Title: Black, White & Gray – Love Kills
Director: Pushkar Sunil Mahabal
Cast: Mayur More, Palak Jaiswal, Deven Bhojani, Edward Sonnenblick, Hakkim Shahjahan, Anant Jog, Kamlesh Sawant, and others
Where: Streaming on SonyLIV
Rating: 3 Stars
In a world obsessed with clear villains and heroes, this series boldly reminds us that the truth, much like guilt, often lurks in the gray.
There is something both endearing and exasperating about Black, White & Gray – Love Kills, a series that adopts the docu-drama format with the zeal of a rookie crime reporter on their first big story. Directed by Pushkar Sunil Mahabal and produced by Swaroop Sampat and Hemal A. Thakkar, this earnest, semi-stylized narrative may start off feeling rough around the edges, but once you’re pulled into its world, you realize the informality is part of the design—and the discomfort is very much the point.
Following Daniel Gray, a journalist with more tenacity than subtlety, the series excavates a cluster of grim murders tied to a young man from the economic peripheries. What unfolds is not a slick whodunnit but a patchwork of murky realities where morality is a spectrum and justice a moving target. Think Crime Beat if it had a conscience—and a distinctly Indian dustiness around its edges.

The story kicks off at a highway dhaba, where a weathered manager shares how he crossed paths with the so-called- "desi serial killer" accused of extinguishing four lives, including that of a politician’s daughter and a weary-eyed police officer (Tigmanshu Dhulia, who ambles through his scenes with unsettling naturalism). The accused is the son of the politician’s driver, and thus, the subtext of class and caste permeates every frame like humid air refusing to dissipate.
This series isn’t interested in linear storytelling or neat moral resolutions. It lays out competing narratives with a docu-drama’s studied neutrality, daring the viewer to sit with ambiguity. We are shown that not all crimes can be painted- black or white; the more sinister truths often fester in the uncomfortable gray. The accused’s perspective is given space—not to exonerate, but to complicate—and in doing so, the show acknowledges the fallibility of media, police, and public opinion alike.

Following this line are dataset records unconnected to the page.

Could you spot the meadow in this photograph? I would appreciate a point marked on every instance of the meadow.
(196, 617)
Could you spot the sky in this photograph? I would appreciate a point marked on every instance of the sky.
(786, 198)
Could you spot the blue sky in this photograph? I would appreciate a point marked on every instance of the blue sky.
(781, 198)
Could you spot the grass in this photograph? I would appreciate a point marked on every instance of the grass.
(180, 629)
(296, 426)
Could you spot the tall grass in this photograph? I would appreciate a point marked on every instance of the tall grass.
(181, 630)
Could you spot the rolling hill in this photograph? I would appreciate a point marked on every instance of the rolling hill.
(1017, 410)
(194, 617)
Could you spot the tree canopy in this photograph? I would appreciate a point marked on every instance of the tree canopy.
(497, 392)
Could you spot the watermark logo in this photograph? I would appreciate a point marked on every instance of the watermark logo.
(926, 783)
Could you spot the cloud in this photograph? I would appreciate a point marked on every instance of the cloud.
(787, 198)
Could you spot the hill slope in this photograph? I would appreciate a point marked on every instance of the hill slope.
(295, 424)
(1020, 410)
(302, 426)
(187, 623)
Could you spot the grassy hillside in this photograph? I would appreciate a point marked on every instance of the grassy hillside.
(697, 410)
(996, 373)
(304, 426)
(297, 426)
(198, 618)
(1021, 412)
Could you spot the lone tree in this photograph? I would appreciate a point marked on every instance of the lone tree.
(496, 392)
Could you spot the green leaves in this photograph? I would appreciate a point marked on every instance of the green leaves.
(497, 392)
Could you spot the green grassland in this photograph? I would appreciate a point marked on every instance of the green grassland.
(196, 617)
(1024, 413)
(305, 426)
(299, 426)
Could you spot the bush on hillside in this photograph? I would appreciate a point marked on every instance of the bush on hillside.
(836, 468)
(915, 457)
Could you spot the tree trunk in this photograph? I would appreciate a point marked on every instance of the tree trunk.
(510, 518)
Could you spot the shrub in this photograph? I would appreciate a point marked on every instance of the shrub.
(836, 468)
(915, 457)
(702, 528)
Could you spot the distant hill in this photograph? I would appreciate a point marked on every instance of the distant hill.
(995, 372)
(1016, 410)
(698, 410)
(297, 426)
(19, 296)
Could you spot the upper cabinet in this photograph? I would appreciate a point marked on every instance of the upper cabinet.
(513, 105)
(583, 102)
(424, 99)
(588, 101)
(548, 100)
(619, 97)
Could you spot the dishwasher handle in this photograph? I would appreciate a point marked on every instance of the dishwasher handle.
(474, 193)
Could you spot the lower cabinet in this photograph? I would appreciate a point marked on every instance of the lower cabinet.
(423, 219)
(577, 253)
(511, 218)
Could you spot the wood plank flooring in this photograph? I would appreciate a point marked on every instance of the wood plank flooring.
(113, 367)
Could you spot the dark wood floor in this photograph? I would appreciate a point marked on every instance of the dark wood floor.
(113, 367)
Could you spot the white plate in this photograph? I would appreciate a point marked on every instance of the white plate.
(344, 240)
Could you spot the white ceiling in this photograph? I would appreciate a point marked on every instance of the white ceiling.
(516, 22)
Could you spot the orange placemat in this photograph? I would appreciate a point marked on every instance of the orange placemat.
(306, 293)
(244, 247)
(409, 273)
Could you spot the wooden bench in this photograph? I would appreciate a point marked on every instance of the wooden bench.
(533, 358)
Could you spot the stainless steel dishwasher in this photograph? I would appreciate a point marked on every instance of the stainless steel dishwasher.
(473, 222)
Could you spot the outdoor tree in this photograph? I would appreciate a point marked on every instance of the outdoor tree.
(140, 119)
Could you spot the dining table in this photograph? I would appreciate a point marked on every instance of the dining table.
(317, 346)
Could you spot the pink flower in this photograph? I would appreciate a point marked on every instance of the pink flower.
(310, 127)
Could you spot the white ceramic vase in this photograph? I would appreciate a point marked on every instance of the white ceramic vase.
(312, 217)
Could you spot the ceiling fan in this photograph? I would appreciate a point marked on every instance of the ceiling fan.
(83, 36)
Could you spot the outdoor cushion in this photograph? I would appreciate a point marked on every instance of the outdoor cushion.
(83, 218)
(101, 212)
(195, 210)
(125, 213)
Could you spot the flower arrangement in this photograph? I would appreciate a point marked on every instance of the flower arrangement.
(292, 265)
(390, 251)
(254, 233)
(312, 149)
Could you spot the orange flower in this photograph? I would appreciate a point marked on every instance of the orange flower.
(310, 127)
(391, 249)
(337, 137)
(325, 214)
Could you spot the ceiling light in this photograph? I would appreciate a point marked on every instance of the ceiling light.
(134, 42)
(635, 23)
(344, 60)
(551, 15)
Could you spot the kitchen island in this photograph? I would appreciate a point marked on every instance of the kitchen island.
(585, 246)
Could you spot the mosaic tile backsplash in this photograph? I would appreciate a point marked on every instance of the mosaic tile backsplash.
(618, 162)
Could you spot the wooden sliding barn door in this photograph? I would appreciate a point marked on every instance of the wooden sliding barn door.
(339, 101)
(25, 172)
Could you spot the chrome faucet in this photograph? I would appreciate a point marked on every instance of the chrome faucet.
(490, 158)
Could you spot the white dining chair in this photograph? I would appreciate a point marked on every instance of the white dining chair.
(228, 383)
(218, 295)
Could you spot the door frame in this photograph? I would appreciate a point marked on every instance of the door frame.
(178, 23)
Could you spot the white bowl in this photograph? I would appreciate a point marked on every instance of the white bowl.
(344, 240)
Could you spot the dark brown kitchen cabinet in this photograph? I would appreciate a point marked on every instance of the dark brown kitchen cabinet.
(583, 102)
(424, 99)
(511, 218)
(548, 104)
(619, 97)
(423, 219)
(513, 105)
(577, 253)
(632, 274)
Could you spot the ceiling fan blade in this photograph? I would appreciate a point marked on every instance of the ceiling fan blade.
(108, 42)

Mayur More and Hardik Soni, sharing the mantle of the accused across timelines, inhabit their roles with a rawness that transcends their physical dissimilarities. Deven Bhojani, as a mercenary in a role that deserved sharper writing, is largely wasted. Yet the larger ensemble—Anant Jog, Hakkim Shahjahan, Palak Jaiswal—manages to ground the drama in a lived-in, bruised realism that feels stubbornly authentic.
While the direction sometimes leans into clumsy earnestness, and the pacing drags in patches, the series remains oddly compelling. It sketches a scathing portrait of how crimes are often reported—or conveniently buried—based on whose daughter is dead and whose son is accused. The series reminds us, not without irony, that- "smoking gun evidence" usually points to whichever way money and power lean.
Is it perfect? Hardly. But perhaps slickness would have diluted its rage. In an era of algorithm-massaged narratives, this series dares to stay messy, raw, and defiantly uncomfortable—like the truths it seeks to unearth.